I’m reminded of the opening of those meetings
Perhaps after saying – the Lord be with you, and also with you – we might say ‘My name is Eric, and I am a sinner’ . . . just a thought
(NB Of course I’m NOT saying that belonging to Church means you have to change your name to Eric . . . 😉 )
On Saturday we unmasked Pride – the Proud One who is ‘the father of lies’. The one whom Jesus encounters in the Wilderness. How in his cunning he fools us, not only into denying his presence, but then, and this is much easier given we do not accept the reality of his existence, whispers in our ears to keep us from our true healing.
The example of this action was the deceit that we do not need to confess our sins one to another – that all that is necessary is that we confess them before God. Apart from the fact that this is not what the scriptures teach us is the way to our healing – and thus we are not healed – it also unmasks our determined individualism – the pride which says ‘I do not need my brother and sister!’, masked as the pietistic ‘I have my own private relationship with God’. Pride will always keep us separated from one another, and THEREFORE also from God. The ‘god’ of our pietsitic imagination is only the echo of our own heart. As the beloved evangelist puts it ‘Those who say, ‘I love God’, and hate their brothers or sisters, are liars; for those who do not love a brother or sister whom they have seen, cannot love God whom they have not seen.’
So our refusal to confess one to another, and that is what it is, is born out of hatred for them. Most certainly it is the fruit of Pride. It is, as I shall show shortly, the result of not having heard the Gospel.

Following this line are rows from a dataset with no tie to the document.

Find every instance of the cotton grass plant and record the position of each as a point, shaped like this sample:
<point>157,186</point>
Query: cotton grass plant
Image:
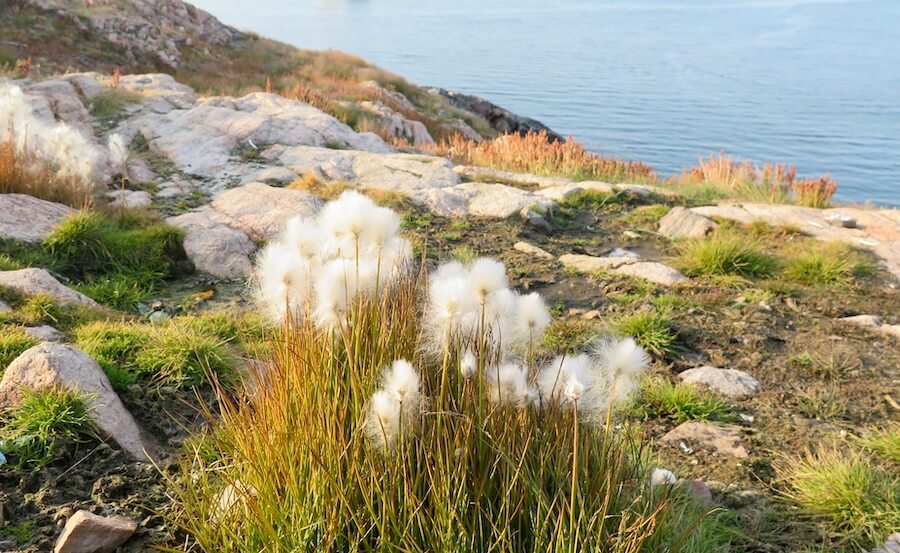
<point>408,411</point>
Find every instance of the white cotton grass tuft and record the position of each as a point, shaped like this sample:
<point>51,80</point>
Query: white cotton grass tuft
<point>662,477</point>
<point>283,280</point>
<point>508,384</point>
<point>474,304</point>
<point>351,249</point>
<point>396,407</point>
<point>118,152</point>
<point>62,146</point>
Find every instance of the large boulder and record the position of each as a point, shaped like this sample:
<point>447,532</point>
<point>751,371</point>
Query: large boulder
<point>86,532</point>
<point>29,219</point>
<point>261,211</point>
<point>214,247</point>
<point>50,364</point>
<point>681,222</point>
<point>40,281</point>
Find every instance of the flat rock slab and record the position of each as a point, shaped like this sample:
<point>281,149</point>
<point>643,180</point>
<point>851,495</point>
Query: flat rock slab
<point>721,440</point>
<point>50,364</point>
<point>40,281</point>
<point>261,211</point>
<point>872,322</point>
<point>532,250</point>
<point>86,532</point>
<point>728,382</point>
<point>878,230</point>
<point>214,247</point>
<point>44,333</point>
<point>29,219</point>
<point>681,222</point>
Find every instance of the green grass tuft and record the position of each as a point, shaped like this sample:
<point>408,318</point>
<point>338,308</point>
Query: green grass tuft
<point>724,254</point>
<point>831,264</point>
<point>13,342</point>
<point>653,331</point>
<point>883,442</point>
<point>853,499</point>
<point>660,399</point>
<point>44,425</point>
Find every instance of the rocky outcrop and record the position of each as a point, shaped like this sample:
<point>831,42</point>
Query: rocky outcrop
<point>681,222</point>
<point>49,364</point>
<point>146,30</point>
<point>29,219</point>
<point>501,120</point>
<point>86,532</point>
<point>40,281</point>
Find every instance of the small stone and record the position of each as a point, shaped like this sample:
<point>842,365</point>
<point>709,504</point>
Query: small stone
<point>45,333</point>
<point>681,222</point>
<point>86,532</point>
<point>700,491</point>
<point>652,271</point>
<point>841,220</point>
<point>37,281</point>
<point>531,249</point>
<point>721,440</point>
<point>728,382</point>
<point>591,315</point>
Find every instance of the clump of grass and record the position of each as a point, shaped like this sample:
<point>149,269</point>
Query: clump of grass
<point>724,254</point>
<point>182,359</point>
<point>854,500</point>
<point>660,399</point>
<point>118,259</point>
<point>110,103</point>
<point>178,354</point>
<point>773,183</point>
<point>831,264</point>
<point>883,442</point>
<point>13,342</point>
<point>114,346</point>
<point>45,424</point>
<point>533,153</point>
<point>652,331</point>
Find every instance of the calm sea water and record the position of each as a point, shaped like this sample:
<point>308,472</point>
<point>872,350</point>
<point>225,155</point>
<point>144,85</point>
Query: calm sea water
<point>815,83</point>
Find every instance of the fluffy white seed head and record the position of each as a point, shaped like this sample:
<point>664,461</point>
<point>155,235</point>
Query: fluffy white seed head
<point>621,356</point>
<point>509,384</point>
<point>283,282</point>
<point>468,365</point>
<point>487,276</point>
<point>118,151</point>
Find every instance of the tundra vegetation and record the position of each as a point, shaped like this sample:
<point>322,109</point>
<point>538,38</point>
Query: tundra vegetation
<point>393,381</point>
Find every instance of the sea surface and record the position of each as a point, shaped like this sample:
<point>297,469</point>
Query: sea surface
<point>814,83</point>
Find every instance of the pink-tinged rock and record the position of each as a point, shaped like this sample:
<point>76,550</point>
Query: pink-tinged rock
<point>261,211</point>
<point>86,532</point>
<point>29,219</point>
<point>39,281</point>
<point>214,247</point>
<point>50,364</point>
<point>681,222</point>
<point>721,440</point>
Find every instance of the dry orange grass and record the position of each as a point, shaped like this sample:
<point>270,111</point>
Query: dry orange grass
<point>533,153</point>
<point>25,174</point>
<point>773,182</point>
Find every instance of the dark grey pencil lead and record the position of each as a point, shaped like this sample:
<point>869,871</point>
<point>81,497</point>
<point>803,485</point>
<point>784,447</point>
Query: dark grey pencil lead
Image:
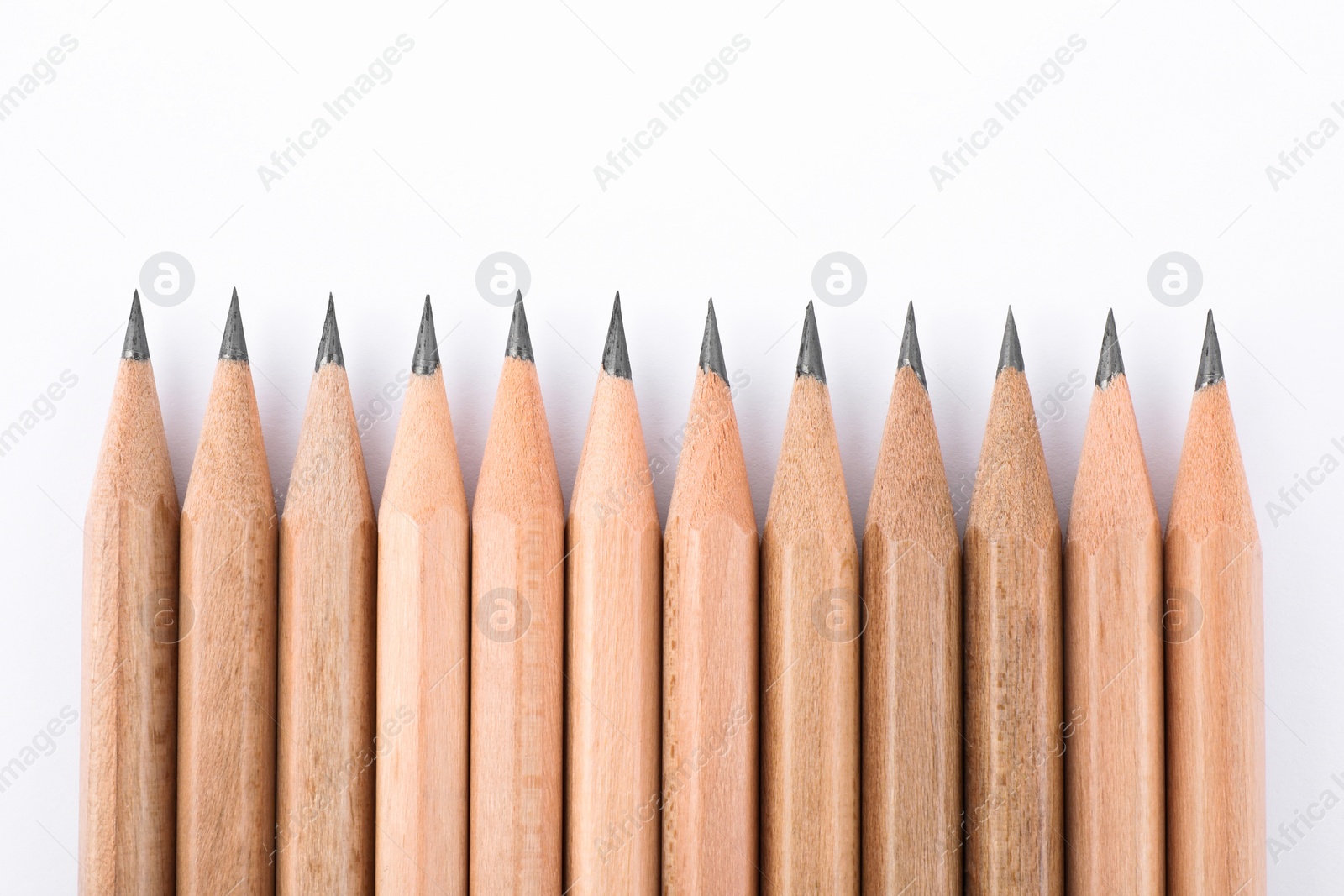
<point>810,349</point>
<point>1210,359</point>
<point>136,347</point>
<point>711,351</point>
<point>425,360</point>
<point>328,349</point>
<point>1010,355</point>
<point>519,340</point>
<point>234,345</point>
<point>1110,364</point>
<point>616,359</point>
<point>911,347</point>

But for now, I wish briefly to examine a very important principle of our growth in Christ. The Doctor of souls, St Benedict in his Rule for monks begins by talking about the different types of monk. He speaks of with the ‘eremitic’ – those who live as solitaries. He comments that they can only do this because they ‘have come through the test of living in a monastery for a long time . . . [and so] go from battle line in the ranks of their brothers to the single combat of the desert’
Here we find the root of the idea that we cannot pursue the spiritual life on our own until we have learned to live it in community – otherwise we are easily deceived. Of course by and large we have grown up in churches where the exact opposite is thought to be true – that living in close community was a more difficult call than going it alone (even as I write it I can see how foolish we are in this regard)
Thus also, to take a slightly different tack, one cannot carry the Poustinia of the heart out into the world, until such time as through years of training we have lived in a Poustinia learning the discipline of service to the community.
In these and many other ways we are deceived into thinking we can go it ‘alone with God’, avoiding the school of the Lord’s service which is the Christian community.
Anyone who thinks they can confess truthfully to the Lord whom they cannot see and know purely by faith, and yet who cannot confess truthfully in the assembly of Christ’s body – anyone who does not discern Christ in the body – is in grave spiritual danger.
Tomorrow we read of this in action – in a situation where Pride has been torn down.